The SB4 lawsuit that Ken Paxton filed, to get the law pre-emptively declared to be constitutional, had its hearing in Austin on Thursday.
A federal judge on Thursday criticized the politics surrounding Texas’ new immigration-enforcement law and hinted that he’d be unable to take the case over from his colleague in Bexar County.
U.S. District Judge Sam Sparks told attorneys for the state of Texas that he had a docket twice as busy as San Antonio-based Orlando Garcia after he was asked by the state to declare Austin the appropriate venue for what’s gearing up to be a lengthy court battle over Senate bill 4.
[…]
“San Antonio has a track record of evidence that Judge Garcia can take into consideration,” Sparks said, referring to a seven-hour hearing on Monday in San Antonio where attorneys for both sides argued over the legality of allowing state governments to enforce federal immigration laws. He added that he has a trial scheduled in August that could likely spill into September.
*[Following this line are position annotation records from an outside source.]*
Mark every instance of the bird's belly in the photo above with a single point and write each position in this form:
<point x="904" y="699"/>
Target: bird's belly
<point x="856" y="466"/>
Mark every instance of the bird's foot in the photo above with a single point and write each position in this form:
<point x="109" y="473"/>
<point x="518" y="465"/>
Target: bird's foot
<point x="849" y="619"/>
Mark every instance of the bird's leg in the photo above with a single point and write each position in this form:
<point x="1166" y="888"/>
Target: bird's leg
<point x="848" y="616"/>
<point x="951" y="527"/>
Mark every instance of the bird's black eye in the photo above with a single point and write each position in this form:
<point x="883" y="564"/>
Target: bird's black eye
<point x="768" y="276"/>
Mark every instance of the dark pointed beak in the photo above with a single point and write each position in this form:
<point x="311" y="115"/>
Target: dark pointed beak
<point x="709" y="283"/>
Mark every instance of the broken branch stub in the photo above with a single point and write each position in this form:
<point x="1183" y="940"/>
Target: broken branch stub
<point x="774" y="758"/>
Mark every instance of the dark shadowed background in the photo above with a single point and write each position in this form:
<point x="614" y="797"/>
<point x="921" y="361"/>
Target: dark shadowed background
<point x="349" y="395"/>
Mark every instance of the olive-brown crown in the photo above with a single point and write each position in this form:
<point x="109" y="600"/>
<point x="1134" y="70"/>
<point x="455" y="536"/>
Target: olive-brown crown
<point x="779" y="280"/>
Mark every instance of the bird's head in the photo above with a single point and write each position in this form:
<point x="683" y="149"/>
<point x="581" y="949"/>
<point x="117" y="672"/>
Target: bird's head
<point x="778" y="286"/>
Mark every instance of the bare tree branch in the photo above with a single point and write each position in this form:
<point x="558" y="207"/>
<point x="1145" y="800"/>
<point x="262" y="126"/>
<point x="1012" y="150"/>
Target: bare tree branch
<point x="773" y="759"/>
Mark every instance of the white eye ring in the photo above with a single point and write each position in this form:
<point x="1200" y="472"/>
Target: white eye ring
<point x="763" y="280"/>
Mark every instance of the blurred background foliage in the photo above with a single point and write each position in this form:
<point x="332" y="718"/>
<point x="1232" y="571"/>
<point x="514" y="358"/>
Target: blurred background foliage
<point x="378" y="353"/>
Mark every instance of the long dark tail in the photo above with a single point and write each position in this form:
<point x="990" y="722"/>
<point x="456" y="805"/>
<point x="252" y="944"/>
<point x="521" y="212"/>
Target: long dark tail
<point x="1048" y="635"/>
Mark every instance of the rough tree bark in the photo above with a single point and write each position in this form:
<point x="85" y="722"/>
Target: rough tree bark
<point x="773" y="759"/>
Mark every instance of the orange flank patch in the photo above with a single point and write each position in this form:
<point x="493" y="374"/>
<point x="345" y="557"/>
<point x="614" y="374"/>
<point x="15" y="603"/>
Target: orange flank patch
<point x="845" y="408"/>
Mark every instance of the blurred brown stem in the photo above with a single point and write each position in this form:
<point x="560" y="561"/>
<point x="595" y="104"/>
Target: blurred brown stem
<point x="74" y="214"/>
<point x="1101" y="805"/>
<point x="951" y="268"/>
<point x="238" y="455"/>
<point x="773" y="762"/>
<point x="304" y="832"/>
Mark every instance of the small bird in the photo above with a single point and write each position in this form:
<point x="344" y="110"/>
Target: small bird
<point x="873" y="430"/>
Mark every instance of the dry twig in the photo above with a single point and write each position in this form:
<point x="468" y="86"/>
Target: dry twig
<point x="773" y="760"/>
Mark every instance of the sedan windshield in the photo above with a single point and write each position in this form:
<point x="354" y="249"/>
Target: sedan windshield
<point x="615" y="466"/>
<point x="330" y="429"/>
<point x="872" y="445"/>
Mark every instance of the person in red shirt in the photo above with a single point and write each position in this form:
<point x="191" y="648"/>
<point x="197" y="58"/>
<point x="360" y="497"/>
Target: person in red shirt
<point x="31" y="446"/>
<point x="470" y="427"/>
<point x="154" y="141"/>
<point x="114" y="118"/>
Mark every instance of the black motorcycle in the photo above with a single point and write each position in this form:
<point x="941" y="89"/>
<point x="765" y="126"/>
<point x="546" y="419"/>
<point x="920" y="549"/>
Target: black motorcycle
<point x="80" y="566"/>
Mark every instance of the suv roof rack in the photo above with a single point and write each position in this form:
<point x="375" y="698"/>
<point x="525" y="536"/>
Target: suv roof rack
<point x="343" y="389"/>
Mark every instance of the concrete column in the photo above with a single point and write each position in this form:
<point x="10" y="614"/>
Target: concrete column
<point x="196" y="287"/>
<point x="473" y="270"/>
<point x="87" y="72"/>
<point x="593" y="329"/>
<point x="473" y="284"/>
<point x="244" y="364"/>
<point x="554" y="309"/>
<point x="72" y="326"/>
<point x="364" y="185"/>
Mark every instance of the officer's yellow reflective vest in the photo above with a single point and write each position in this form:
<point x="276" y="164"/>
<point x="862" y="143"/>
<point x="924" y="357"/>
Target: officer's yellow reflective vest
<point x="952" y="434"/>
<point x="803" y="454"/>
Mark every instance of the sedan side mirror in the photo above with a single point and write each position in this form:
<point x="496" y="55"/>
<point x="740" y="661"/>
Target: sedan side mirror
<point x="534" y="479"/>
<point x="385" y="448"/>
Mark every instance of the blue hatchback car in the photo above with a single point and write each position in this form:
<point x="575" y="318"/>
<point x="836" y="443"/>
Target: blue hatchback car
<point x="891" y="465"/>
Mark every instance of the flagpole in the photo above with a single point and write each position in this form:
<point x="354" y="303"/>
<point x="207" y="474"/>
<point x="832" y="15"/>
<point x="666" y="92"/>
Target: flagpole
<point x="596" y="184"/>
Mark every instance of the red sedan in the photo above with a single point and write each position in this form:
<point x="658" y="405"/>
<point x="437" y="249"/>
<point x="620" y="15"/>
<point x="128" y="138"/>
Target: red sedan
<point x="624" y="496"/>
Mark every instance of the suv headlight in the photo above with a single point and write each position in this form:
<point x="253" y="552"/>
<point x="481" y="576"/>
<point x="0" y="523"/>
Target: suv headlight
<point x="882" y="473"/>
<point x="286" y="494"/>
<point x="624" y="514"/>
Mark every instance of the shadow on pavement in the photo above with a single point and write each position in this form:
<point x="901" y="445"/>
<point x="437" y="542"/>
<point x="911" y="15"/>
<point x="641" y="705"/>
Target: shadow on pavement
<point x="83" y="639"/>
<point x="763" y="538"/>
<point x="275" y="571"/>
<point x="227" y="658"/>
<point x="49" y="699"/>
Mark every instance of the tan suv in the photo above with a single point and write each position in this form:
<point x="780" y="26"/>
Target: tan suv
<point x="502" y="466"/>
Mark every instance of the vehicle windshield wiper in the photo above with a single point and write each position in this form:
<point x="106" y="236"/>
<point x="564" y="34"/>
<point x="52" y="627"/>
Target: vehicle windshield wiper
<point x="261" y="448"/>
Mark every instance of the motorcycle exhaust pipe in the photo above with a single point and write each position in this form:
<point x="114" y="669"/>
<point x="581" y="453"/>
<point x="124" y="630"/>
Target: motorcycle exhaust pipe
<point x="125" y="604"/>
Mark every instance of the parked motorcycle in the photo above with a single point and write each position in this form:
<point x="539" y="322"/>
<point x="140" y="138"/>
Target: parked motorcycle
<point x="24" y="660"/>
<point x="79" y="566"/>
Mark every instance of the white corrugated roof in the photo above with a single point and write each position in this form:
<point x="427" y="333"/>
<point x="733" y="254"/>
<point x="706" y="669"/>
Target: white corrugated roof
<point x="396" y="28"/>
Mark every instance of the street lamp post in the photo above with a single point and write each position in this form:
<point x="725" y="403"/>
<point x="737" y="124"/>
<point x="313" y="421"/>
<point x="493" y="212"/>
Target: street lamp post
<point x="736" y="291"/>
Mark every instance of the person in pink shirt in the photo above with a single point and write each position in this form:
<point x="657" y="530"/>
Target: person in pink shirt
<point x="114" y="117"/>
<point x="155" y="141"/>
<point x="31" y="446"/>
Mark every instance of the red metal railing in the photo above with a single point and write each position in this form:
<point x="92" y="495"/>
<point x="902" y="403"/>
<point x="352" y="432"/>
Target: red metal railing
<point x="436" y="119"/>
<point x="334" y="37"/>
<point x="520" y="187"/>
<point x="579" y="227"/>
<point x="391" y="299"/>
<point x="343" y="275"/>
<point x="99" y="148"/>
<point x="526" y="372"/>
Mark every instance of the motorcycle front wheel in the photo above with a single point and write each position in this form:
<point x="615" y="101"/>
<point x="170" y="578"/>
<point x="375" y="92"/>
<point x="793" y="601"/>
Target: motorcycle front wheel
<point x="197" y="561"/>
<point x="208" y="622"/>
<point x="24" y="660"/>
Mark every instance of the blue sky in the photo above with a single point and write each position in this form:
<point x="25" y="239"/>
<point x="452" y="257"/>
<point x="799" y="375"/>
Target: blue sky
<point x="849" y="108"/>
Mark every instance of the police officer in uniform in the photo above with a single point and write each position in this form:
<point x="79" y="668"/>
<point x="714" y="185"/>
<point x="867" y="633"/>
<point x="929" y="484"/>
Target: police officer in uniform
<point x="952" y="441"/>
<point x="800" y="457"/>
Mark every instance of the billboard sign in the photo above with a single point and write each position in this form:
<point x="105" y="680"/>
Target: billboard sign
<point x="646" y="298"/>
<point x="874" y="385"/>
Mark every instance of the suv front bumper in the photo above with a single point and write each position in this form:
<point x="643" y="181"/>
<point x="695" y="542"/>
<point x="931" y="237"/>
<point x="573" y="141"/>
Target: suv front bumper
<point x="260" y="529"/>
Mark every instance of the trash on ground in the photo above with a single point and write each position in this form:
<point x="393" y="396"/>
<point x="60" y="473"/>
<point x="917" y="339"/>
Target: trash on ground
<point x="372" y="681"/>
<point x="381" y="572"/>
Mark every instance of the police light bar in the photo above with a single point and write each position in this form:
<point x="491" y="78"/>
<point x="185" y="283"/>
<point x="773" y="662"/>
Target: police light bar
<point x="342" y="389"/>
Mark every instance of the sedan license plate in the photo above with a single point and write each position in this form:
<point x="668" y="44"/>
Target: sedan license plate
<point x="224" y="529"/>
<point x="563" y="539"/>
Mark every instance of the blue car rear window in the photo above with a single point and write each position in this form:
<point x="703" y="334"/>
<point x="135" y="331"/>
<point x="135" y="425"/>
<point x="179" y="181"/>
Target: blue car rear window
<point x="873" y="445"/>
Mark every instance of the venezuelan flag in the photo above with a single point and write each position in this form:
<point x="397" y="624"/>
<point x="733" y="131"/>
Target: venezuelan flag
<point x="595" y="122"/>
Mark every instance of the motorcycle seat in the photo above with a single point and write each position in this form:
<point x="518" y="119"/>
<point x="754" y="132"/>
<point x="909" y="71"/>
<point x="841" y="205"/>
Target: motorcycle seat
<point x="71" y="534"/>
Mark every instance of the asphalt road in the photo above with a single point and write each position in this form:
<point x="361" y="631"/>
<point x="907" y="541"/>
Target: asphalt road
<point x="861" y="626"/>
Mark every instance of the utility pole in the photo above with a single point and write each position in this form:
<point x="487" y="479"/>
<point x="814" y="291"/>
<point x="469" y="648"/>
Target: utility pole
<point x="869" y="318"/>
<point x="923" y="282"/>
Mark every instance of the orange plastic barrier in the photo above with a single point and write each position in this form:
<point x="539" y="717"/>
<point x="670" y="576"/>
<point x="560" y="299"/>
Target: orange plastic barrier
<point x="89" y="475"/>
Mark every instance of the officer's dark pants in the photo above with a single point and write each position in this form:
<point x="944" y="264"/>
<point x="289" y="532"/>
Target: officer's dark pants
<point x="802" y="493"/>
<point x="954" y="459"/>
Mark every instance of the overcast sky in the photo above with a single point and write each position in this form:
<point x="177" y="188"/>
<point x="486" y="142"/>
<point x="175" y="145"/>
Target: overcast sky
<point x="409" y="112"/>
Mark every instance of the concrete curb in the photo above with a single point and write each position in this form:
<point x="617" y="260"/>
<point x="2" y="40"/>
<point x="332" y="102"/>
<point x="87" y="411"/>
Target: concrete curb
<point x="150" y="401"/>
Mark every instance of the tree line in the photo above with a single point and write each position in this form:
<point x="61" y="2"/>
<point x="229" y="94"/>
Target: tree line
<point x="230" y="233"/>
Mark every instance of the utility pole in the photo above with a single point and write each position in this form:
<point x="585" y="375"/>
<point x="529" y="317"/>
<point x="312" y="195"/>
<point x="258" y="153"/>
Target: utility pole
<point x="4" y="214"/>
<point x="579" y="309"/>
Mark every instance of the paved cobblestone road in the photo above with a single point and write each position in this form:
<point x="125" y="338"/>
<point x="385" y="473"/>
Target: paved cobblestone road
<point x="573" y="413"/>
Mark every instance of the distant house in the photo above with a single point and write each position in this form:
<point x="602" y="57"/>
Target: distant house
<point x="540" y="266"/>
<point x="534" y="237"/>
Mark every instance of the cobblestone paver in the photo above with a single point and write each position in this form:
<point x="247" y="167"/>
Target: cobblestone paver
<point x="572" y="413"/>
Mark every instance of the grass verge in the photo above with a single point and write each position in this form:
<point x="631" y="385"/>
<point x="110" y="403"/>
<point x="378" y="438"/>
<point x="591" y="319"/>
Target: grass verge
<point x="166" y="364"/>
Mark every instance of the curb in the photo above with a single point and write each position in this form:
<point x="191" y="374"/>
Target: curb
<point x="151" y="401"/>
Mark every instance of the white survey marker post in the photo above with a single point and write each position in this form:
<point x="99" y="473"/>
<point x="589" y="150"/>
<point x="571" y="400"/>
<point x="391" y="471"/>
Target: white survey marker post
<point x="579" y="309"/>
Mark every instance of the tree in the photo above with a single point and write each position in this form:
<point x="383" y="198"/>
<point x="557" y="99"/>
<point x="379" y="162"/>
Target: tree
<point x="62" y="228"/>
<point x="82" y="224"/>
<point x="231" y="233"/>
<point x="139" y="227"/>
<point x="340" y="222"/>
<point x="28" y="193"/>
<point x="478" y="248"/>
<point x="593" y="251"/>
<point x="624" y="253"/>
Thursday’s hearing was a dramatic shift from Monday’s display, where Garcia sat largely silent and appeared to take every motion, argument and counter-argument into consideration. Sparks instead often interrupted the attorneys and repeated what he said should be simple questions to answer when the attorneys strayed off topic. He also hinted that he believed parties that joined the lawsuit against the state did so for political purposes.
“The city of Austin just got in because it’s political and they get a lot of advertisement” [in the press], he said.
[…]
The judge also cast doubt on whether any court would be able to declare a law constitutional when it hasn’t gone into effect yet.
“I don’t have the authority to forecast the future and you have a statute that doesn’t come into effect until September,” he told David Hacker, a lawyer for the attorney general’s office.
Sparks didn’t give a time line on when he’d rule on the motion to move the case to Austin.
See here and here for the background. I’m sure there was a good helping of politics in the various cities’ and counties’ decisions to pile onto the anti_SB4 lawsuit, but then SB4 itself was all about politics. Based on the things Judge Sparks said during the hearing, I’d prefer he leave the San Antonio lawsuit be rather than combine it with the Paxton lawsuit. At least he doesn’t seem inclined to take any action before the law is scheduled to go into effect. The Statesman and the DMN have more.
Hey, Kuff:
This really needs a discussion here. Most of the states that successfully sued Obama to stop DAPA are now going after DACA, using the exact same legal reasoning. Texas is one of those states.
https://twitter.com/i/web/status/880515732257296385
This suit should be successful, and should force Congress to either do something, or do nothing, which in itself is doing something.
When a party no longer has ideas it pushes hate, the party of Trump is now the party of ignorant racist bigot haters. Three groups they will target Latinos, Muslims, and LGBT.